Marfrig recebe multa de R$ 1 mi após gás tóxico matar 4

O frigorífico Marfrig recebeu ontem multa de R$ 1 milhão por danos causados pelo vazamento de um gás tóxico anteontem no curtume de Bataguaçu, na região leste de Mato Grosso do Sul. O acidente matou quatro trabalhadores e deixou 28 intoxicados. Até as 19 horas de ontem, três empregados continuavam internados na Santa Casa de Presidente Prudente, no interior paulista.

JOÃO NAVES DE OLIVEIRA, ESPECIAL PARA O ESTADO, CAMPO GRANDE, O Estado de S.Paulo

02 de fevereiro de 2012 | 03h05

O valor da multa pode aumentar após a apuração da gravidade do acidente, informou o tenente-coronel Carlos Sebastião Matoso Braga, da Polícia Militar Ambiental de Mato Grosso do Sul, responsável por lavrar o auto de infração. "É uma multa administrativa, um ponto inicial para a determinação do real valor do auto, a ser calculado pelo Instituto de Meio Ambiente de Mato Grosso do Sul (Imasul)", disse Braga.

A punição pode chegar a R$ 50 milhões. Braga explicou que a multa foi motivada pela poluição do ar causada pelo vazamento do gás durante descarga do ácido dicloropiônico, usado no processamento de couro bovino.

Investigação. Pontos agravantes serão analisados para a elaboração do valor final da penalidade. Ontem pela manhã, três especialistas da Companhia de Tecnologia de Saneamento Ambiental (Cetesb), de São Paulo, chegaram a Bataguaçu e estão analisando o local do acidente.

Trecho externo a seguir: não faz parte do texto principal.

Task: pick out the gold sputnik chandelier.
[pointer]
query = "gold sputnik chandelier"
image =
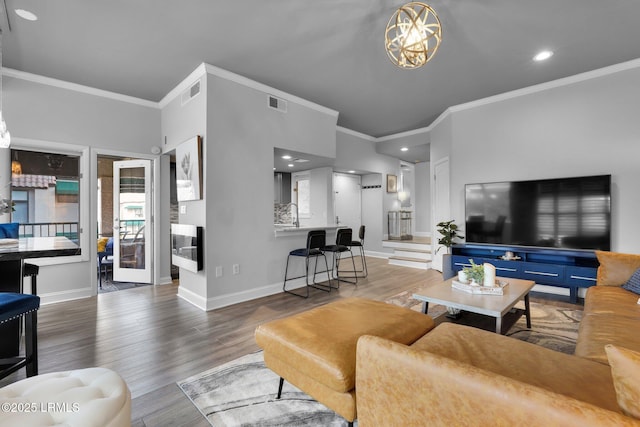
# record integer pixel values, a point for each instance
(413, 35)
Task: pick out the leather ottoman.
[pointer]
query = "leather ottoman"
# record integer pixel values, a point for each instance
(316, 350)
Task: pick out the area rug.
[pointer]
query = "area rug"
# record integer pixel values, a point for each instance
(243, 391)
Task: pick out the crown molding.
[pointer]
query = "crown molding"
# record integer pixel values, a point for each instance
(404, 134)
(183, 85)
(356, 134)
(36, 78)
(565, 81)
(244, 81)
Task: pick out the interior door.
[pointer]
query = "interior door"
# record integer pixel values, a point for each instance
(132, 221)
(347, 203)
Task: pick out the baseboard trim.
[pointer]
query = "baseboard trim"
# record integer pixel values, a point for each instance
(165, 280)
(74, 294)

Os especialistas paulistas foram chamados por engenheiros do Imasul e já terão uma questão polêmica para ajudar a esclarecer: o gás que matou os quatro trabalhadores pode ter saído da mangueira do caminhão e não da boca do tanque subterrâneo que seria abastecido pelo produto.

A Marfrig informou anteontem, em nota, que a hipótese provável para a contaminação do ar teria sido uma reação química entre o ácido dicloropiônico e uma substância não identificada, ocorrida no tanque receptor durante o abastecimento por um caminhão-tanque. A suspeita surgiu pelo comportamento do motorista do caminhão, que fechou a mangueira do veículo assim que ouviu gritos de "corre, está escapando gás".

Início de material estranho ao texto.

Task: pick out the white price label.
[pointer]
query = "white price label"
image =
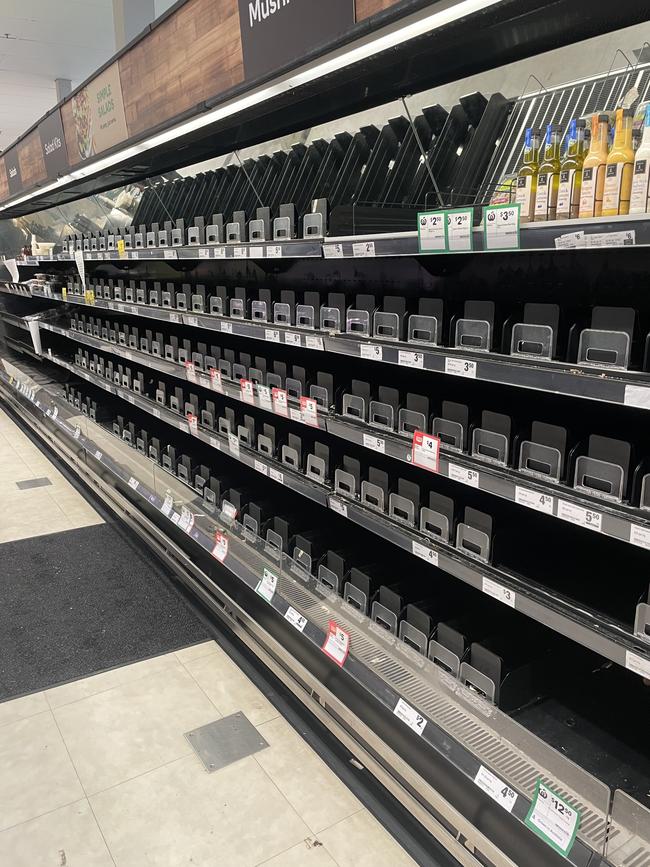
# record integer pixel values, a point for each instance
(534, 500)
(410, 359)
(553, 819)
(295, 619)
(377, 444)
(501, 227)
(425, 553)
(337, 644)
(363, 249)
(338, 506)
(313, 342)
(581, 517)
(460, 367)
(233, 444)
(410, 716)
(496, 788)
(267, 585)
(432, 232)
(640, 536)
(464, 476)
(499, 592)
(371, 351)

O delegado da Polícia Civil de Bataguaçu, Pedro Arlé Caravina, também tem essa informação e está ouvindo os 25 operários liberados pelos médicos para dar andamento à investigação.

Recuperação. Ontem, um dos três funcionários que estavam internados havia deixado a Unidade de Terapia Intensiva (UTI). Os outros dois seguiam na UTI com inflamações nos pulmões.